Een neuromusculaire scoliose kan voorkomen bij cerebral palsy, meningomyelocoële, spinale musculaire atrofie, polio, myopathie …
Torsie-afwijkingen van onderste ledematen
Torsie-afwijkingen van de onderste ledematen komen frequent voor bij kinderen. Deze zijn meestal fysiologisch en een behandeling is niet nodig. Het is belangrijk een correcte diagnose te stellen.
- Voet naar buiten (exorotatie of toeing-out)
Het hele onderste lidmaat wordt gedraaid door contractuur van de exoratoren van de heup. Als je kind actiever wordt, kruipt en loopt, verdwijnt dit meestal spontaan. Als er geen spontane verbetering optreedt na het eerste levensjaar is doorverwijzing naar een arts. - Voet naar binnen (endorotatie of toeing-in)
Een juiste diagnose met lokalisatie van de afwijking (femur, tibia, voeten) is nodig. Tussen 2 en 5 jaar ligt de afwijking meestal in de tibia, wat ook het beeld geeft van O-benen. Dit verdwijnt meestal spontaan. Bij ernstige vormen kan ortopedische conservatieve therapie nodig zijn. Bij oudere kinderen ligt de afwijking meer in de femur. Ook hier is zelden therapie nodig.
Torticollis (scheefhals)
Torticollis is een afwijking van de hals waarbij het hoofd naar één zijde is gedraaid en gebogen. Meestal ontstaat deze afwijking door verkorte halsspieren.

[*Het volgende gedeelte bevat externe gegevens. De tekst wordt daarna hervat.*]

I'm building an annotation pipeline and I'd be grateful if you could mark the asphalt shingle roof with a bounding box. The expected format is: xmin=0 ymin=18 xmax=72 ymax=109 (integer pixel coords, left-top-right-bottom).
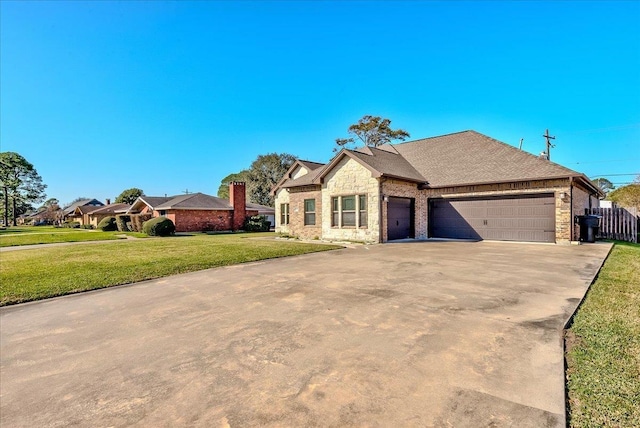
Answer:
xmin=91 ymin=203 xmax=131 ymax=214
xmin=349 ymin=147 xmax=425 ymax=183
xmin=62 ymin=199 xmax=104 ymax=215
xmin=393 ymin=131 xmax=580 ymax=187
xmin=281 ymin=161 xmax=325 ymax=188
xmin=154 ymin=193 xmax=233 ymax=210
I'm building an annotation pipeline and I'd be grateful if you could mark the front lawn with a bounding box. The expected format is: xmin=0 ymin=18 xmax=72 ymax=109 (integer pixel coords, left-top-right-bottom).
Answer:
xmin=0 ymin=228 xmax=147 ymax=247
xmin=0 ymin=232 xmax=340 ymax=306
xmin=566 ymin=243 xmax=640 ymax=427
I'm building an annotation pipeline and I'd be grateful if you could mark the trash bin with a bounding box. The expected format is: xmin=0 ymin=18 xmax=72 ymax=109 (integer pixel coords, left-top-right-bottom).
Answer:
xmin=576 ymin=215 xmax=600 ymax=243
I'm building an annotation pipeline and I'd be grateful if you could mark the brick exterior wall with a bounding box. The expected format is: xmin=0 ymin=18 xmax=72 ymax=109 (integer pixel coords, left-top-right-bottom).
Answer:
xmin=423 ymin=178 xmax=573 ymax=243
xmin=321 ymin=157 xmax=380 ymax=242
xmin=276 ymin=157 xmax=598 ymax=243
xmin=229 ymin=181 xmax=247 ymax=230
xmin=171 ymin=210 xmax=233 ymax=232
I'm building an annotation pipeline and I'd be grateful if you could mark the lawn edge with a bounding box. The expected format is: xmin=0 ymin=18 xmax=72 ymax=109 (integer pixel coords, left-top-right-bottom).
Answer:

De aangeboren (congenitale) vorm komt het meeste voor en is te wijten aan een voelbare, bindweefselachtige samentrekking van de spier (palpabele, fibreuze contractuur van de spier unilateraal). Bij het onderzoek van elke baby moet op jonge leeftijd de beweeglijkheid van de hals worden nagekeken. Bij twijfel wordt je kind doorverwezen naar een arts.
Daarnaast zijn skeletale, inflammatoire (ontstekingen), neoplastische en neurogene torticollis mogelijk. Associaties met andere afwijkingen zoals aangeboren heupdysplasie is mogelijk. Ook een afgeplatte schedel (plagiocefalie) kan secundair ontstaan.
Wisselende houdingen en de hals voorzichtig in beweging brengen is aangewezen. Dit kan niet zonder voorafgaande diagnose en oppuntstelling.